Графиня Назарова ожидала в карете, нетерпеливо обстукивала пажа тросточкой по основанию черепа.
– И в Индии люди живут, душа моя, Митрофанушка! – граф Антон Евгеньевич погладил сына по головке, как только что гладил по выпуклостям новую горничную Анюту.
– Папенька, милый друг, а индийские люди с двумя головами? – Митрофанушка с утонченной изящностью гимназистки, но с некоторыми замашками будущего деятеля искусств поцеловал папеньке ручку.
– Полноте, Митрофанушка! Что за вздор?
Отчего же индийские люди с двумя головами?
У индианцев одна голова, потому что они – колония Англии.
– А отчего же у индийцев хоботы слона и ноги тигров? – Митрофанушка черными глазками буравил благородное лицо отца, лицо, принятое при дворе.
– Пытливый ты у меня, Митрофанушка!
Породистый красавчик, как лошадка!
Вольно тебе, Митрофанушка! – граф Антон Евгеньевич услышал нетерпеливый призыв жены и отстранился от сына, как от огня убегают волки: – Пусть будет по-твоему: В Индии люди живут с двумя головами, слоновьими хоботами и лапами тигра вместо ног.
Дзэн!
С тех пор Митрофанушка у учителя географии Карла Оттовича слыл невежей, как арап.
НЕДОМЫСЛИЕ
– Огого!
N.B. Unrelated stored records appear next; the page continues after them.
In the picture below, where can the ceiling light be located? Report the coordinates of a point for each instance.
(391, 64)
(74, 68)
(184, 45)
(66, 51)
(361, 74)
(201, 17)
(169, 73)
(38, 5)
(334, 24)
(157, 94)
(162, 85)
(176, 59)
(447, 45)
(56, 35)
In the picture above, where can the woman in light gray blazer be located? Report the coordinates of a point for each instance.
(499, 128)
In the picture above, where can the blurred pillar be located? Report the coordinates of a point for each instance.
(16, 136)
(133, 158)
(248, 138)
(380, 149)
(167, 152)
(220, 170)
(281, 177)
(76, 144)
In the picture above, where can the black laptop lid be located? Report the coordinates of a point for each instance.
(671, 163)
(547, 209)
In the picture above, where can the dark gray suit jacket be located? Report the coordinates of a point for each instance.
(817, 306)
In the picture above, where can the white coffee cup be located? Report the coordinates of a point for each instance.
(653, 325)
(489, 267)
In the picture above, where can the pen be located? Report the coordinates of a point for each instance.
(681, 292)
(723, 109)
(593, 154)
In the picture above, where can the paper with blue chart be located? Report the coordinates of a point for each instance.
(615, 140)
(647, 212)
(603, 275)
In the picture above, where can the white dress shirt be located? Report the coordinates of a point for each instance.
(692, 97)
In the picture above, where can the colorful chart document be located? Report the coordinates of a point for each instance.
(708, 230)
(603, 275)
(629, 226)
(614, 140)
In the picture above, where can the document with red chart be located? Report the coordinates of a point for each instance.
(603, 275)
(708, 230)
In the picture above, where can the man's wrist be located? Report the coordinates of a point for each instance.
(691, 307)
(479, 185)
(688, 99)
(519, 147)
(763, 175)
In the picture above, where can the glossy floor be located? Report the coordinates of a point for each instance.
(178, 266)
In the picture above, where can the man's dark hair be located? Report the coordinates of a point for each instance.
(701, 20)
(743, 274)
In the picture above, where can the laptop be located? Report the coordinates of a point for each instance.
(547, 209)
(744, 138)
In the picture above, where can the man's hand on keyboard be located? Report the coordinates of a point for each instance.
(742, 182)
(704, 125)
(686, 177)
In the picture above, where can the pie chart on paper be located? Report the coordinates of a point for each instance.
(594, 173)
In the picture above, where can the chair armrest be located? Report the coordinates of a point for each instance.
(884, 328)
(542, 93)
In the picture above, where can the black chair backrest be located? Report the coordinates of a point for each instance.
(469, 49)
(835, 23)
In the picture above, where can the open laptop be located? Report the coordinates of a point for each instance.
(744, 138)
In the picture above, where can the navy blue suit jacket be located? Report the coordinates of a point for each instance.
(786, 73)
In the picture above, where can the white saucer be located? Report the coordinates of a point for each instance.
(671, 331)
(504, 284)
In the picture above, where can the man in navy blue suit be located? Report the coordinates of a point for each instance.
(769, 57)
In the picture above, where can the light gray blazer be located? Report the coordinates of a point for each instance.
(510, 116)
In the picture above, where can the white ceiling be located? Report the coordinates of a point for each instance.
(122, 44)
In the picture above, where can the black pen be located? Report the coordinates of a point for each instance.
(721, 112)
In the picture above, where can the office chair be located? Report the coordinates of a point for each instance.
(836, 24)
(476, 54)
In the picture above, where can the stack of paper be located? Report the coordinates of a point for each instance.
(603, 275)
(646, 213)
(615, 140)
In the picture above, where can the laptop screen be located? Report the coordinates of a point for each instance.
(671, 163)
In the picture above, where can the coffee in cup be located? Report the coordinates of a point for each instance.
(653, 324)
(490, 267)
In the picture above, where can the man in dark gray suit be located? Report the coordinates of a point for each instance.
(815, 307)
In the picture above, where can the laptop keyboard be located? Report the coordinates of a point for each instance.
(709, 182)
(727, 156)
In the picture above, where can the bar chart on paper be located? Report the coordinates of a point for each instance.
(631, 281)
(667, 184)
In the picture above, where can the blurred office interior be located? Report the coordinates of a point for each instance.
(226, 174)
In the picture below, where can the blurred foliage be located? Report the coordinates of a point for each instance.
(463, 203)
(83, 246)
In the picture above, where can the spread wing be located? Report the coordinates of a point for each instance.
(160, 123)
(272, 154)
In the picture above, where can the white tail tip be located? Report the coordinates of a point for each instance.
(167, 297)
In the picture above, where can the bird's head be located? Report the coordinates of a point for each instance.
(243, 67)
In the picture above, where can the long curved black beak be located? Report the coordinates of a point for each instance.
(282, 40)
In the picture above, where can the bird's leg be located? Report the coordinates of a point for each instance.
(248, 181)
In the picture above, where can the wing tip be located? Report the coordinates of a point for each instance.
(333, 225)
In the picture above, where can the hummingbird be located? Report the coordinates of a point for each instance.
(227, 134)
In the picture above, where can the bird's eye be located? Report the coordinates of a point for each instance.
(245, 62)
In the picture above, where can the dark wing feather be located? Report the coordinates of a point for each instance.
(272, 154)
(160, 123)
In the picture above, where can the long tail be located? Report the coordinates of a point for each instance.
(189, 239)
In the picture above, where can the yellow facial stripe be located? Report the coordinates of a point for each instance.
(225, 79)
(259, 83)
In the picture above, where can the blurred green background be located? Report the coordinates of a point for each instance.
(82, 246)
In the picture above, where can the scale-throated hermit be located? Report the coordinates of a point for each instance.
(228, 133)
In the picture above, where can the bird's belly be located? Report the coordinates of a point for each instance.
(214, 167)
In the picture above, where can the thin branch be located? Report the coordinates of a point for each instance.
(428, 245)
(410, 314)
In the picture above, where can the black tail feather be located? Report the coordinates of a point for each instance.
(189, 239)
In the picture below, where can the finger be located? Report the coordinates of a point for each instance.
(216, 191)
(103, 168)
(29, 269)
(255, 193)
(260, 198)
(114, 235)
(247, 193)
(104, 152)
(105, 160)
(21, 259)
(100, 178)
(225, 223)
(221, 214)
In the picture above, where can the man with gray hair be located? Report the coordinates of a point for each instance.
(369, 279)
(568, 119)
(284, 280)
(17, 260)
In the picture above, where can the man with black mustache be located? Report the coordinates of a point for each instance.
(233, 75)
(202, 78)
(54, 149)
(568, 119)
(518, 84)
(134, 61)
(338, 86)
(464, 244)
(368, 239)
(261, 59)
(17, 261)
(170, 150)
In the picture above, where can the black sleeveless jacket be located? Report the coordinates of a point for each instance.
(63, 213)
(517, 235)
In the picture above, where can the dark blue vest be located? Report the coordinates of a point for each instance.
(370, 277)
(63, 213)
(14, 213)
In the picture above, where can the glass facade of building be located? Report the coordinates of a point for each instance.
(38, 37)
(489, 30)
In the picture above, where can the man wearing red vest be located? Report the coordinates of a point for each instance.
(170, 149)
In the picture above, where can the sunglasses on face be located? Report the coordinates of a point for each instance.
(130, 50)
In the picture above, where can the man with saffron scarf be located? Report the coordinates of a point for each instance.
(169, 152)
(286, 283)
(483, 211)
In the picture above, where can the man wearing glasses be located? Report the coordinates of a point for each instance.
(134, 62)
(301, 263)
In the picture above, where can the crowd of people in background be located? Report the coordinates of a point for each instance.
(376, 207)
В нашем полку прибыло! – поручик Романов Андрей Никодимович с охотой пожимал руку грациозной княгини Трубецкой Анны Ермоловны. – Что же вы, сударыня, заранее не соблагоизволили прислать курьера с длинными ногами и в полосатых потешных панталонах, как макароны?
Мы бы подготовили для вас торжественную встречу с барабанами, горнистами и выездкой не хуже приема в честь Нигерийского посла.
Во фрунт!
Наааалево!
Направо!
Примкнуть штыки! – поручик Андрей Никодимович гаркнул так, что графиня Анна Ермолаевна сначала подпрыгнула, побелела, позеленела, а затем чуть в обморок не упала на сено-солому с конским навозом.
– Полноте, Андрей Никодимович! Что вы бравируете и кричите, как на Северном Полюсе?
Я же рядом, и прекрасно вас слышу, как в будуаре с граммофоном.
Нет ли в вашем полку изысканных искусств, статуэток, картин старинных мастеров, где Амуры и Венеры?
– Ах, графиня! К чему Амуры и Венеры, когда лошади подкованы и вычищены – блеск и красота, словно каждой кобыле губы подвели помадой.
Выправка, стать, хвосты – моё почтеньице!
– Всё, решительно всё сказали? – графиня Анна Ермолаевна надула губки, в её очах решительность и сталь холодного оружия. – Вы же – образованнейший офицер, музыкант, поэт, художник, артист, философ, а ведете себя, будто примерили роль ярмарочного солдафона.
Ведите меня в ресторан, поручик, по крайней мере, в приличном заведении не будете громыхать голосом и таращить глаза, как кухарка на черта в печке.
– Извольте, милейшая сударыня, Анна Ермолаевна.
Вот сюда, мимо отхожих мест, в солдатскую столовую с хлебом, солью и кашей перловой – шрапнелью.
От каши живот пучит, но веселость в организме разливается необыкновенная, будто водки ведро выпил.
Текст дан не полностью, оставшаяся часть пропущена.